AWS EFA Transport for Mooncake#
This document describes how to build and use Mooncake with AWS Elastic Fabric Adapter (EFA) support using libfabric.
Prerequisites#
1. AWS EFA Driver and libfabric#
EFA driver and libfabric should be pre-installed on AWS instances with EFA support (e.g., p6-b200.48xlarge, p5e.48xlarge, p4d.24xlarge).
Verify installation:
# Check EFA devices
fi_info -p efa
# Verify libfabric location
ls /opt/amazon/efa/lib/libfabric.so
ls /opt/amazon/efa/include/rdma/fabric.h
If not installed, follow AWS EFA documentation.
2. Build Dependencies#
# Ubuntu/Debian
sudo apt-get update
sudo apt-get install -y \
build-essential \
cmake \
git \
libgflags-dev \
libgoogle-glog-dev \
libjsoncpp-dev \
libnuma-dev \
libibverbs-dev \
libboost-all-dev \
libcurl4-openssl-dev \
libyaml-cpp-dev \
libgtest-dev \
pybind11-dev \
python3-dev
# Install yalantinglibs (required)
cd /tmp
git clone https://github.com/alibaba/yalantinglibs.git
cd yalantinglibs
mkdir build && cd build
cmake .. -DCMAKE_INSTALL_PREFIX=/usr/local
make -j$(nproc)
sudo make install
Building Mooncake with EFA Support#
1. Clone the Repository#
git clone https://github.com/kvcache-ai/Mooncake.git
cd Mooncake
git submodule update --init --recursive
2. Build with EFA Enabled#
mkdir build && cd build
cmake .. \
-DUSE_EFA=ON \
-DUSE_CUDA=ON \
-DCMAKE_BUILD_TYPE=RelWithDebInfo
make -j$(nproc)
Note:
-DUSE_CUDA=ONis required when transferring GPU memory (e.g., KV cache in vLLM). Without it, the TCP transport (used as fallback whenmooncake_protocolis set to"tcp") cannot detect GPU memory and will fail with “Bad address” (EFAULT) errors.
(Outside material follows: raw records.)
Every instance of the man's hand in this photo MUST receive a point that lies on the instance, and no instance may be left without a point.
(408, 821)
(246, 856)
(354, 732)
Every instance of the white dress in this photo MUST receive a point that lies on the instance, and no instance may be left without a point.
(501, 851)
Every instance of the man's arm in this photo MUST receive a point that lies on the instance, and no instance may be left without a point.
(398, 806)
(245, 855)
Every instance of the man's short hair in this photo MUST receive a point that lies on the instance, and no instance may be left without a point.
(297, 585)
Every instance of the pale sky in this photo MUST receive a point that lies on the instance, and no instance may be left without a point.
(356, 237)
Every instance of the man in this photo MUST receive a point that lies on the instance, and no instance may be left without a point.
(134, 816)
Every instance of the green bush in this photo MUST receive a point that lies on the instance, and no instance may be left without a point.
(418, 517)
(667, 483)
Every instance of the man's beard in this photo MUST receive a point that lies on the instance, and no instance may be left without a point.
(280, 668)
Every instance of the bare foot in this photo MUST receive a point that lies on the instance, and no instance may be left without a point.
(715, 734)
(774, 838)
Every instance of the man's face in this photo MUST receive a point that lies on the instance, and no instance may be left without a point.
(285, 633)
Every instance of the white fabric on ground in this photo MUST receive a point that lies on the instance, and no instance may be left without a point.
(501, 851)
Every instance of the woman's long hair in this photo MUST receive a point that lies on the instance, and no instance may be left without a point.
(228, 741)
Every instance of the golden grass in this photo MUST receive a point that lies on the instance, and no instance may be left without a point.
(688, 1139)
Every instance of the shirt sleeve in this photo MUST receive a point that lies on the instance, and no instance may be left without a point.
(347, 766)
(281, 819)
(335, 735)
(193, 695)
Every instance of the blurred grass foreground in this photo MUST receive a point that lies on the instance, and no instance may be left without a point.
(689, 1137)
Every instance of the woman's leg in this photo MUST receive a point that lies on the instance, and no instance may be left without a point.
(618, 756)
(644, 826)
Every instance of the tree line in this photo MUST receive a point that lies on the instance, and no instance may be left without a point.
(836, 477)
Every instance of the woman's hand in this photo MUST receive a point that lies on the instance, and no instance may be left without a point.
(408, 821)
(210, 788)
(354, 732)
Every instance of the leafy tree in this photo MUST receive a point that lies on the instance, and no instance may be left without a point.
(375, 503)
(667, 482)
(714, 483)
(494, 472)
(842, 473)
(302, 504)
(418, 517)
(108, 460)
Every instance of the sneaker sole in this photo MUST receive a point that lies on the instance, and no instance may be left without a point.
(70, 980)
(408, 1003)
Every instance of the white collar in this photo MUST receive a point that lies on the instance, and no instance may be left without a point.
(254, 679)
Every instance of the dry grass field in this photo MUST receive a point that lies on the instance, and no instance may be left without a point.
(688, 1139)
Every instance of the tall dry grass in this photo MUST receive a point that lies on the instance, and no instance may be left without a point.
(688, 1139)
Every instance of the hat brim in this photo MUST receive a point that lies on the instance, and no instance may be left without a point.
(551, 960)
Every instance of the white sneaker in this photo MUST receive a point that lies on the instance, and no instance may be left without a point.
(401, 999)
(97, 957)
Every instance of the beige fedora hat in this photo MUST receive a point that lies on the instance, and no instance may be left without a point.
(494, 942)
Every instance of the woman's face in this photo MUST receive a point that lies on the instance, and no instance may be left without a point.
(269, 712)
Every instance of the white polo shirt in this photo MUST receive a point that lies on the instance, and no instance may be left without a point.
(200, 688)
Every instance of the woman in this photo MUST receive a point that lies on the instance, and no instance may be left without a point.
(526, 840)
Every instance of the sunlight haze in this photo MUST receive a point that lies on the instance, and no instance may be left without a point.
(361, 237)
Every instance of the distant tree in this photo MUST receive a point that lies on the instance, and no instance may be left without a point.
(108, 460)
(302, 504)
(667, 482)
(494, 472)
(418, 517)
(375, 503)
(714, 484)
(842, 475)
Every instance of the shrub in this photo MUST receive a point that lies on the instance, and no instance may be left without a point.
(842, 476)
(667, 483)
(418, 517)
3. Install Python Package#
# Copy built modules to wheel directory
cp mooncake-integration/engine.cpython-*.so ../mooncake-wheel/mooncake/
cp mooncake-asio/libasio.so ../mooncake-wheel/mooncake/
# Install with pip
pip install -e ../mooncake-wheel --no-build-isolation
Verification#
Test EFA transport initialization:
from mooncake.engine import TransferEngine
te = TransferEngine()
result = te.initialize('127.0.0.1', 'P2PHANDSHAKE', 'efa', '')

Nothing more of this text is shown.